Another example of what felt like divine encouragement, came a few days ago when I was cataloging more books. Thankfully I am nearing the end of this huge task of cataloguing about 3000 books for our library and I thought I’d do one more box before preparing for a contemplative group that I was leading online. The group is reflecting on ‘The Cloud of Unknowing: With the Book of Privy Counsel’ and it was my turn to lead the evening. I had been sent a photo of the relevant pages because I didn’t have the book myself. Then guess what book I pulled out of the box- this very book which I wanted and didn’t know I had, and just in time to prepare for the meeting, from the book instead of photos!
There have been so many little incidents and stories like that along the way – some might call them ‘God-incidences’ others might call it synchronicity. I see them as ‘glimpses of God’ or divine nudges. To me it doesn’t really matter what we call them, the important thing is noticing them and listening to them. It’s like following a cosmic treasure hunt that is full of signs and clues, as long as we are open to seeing them. I find that when something is significant and needs my attention it keeps coming up in different places and from different sources such as the story of Ruth or a particular book.
One way that I have found to help me become more aware of those divine moments is having a daily time of stillness. It has been a real battle for me to persist in a meditation practice because I resist what feels like ‘doing nothing.’ However, over the years I have seen that this way of being has helped me to connect with God in a far deeper way than ever before and to see things differently. The Bible talks about ‘renewing our minds’ and this daily intention to give up my thoughts, my agenda, my planning and to sit in silence and openness is like dropping anchor and tuning into a higher frequency.

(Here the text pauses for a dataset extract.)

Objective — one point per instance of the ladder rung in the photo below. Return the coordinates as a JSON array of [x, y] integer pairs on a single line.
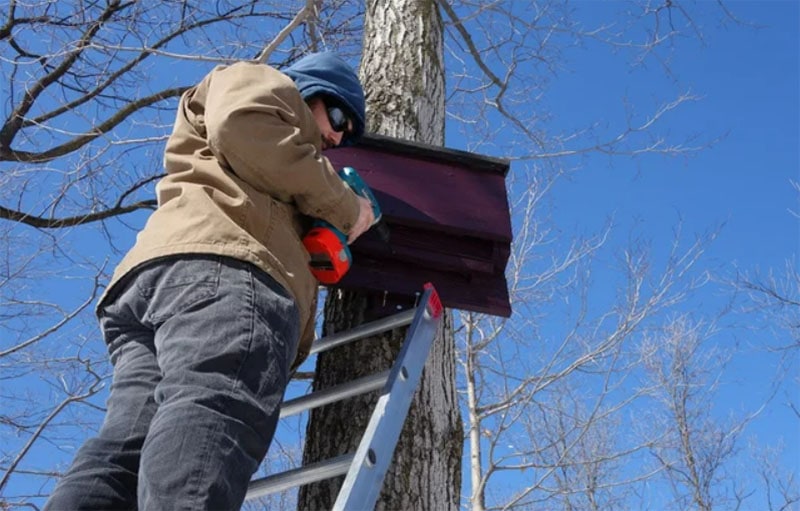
[[375, 327], [332, 394], [298, 476]]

It then becomes the launch pad to do life in a more intentional way and my twenty minutes of silence become a way of setting my course for the day. It feels so different to the ‘shopping list’ way of praying that I used to do, when I would tell God what I wanted. Instead, it is about letting go of that and just being, knowing that this is all in hand and already known (though I still chat to God at other times about what I need or concerns I have for others).
Then when I move from that place of stillness and carry on with my day, I hope that I am directed and guided by that which I have aligned myself to. One of my favourite phrases that has become a prayer for my life is from the English mystic, Evelyn Underhill who said ‘the spiritual life is simply the life lived from the centre where we are anchored in God.’ By connecting with that still centre and, as the Quakers call it, the divine spark, I am less likely to react out of my own agenda or allow my emotions to take over when things are challenging but instead I can ‘be still’ in the storm and rest in the knowledge that ultimately all shall be well. So, as the Grenadian national anthem says I can be ‘ever conscious of God’ in order to ‘with faith and courage aspire, build and advance.’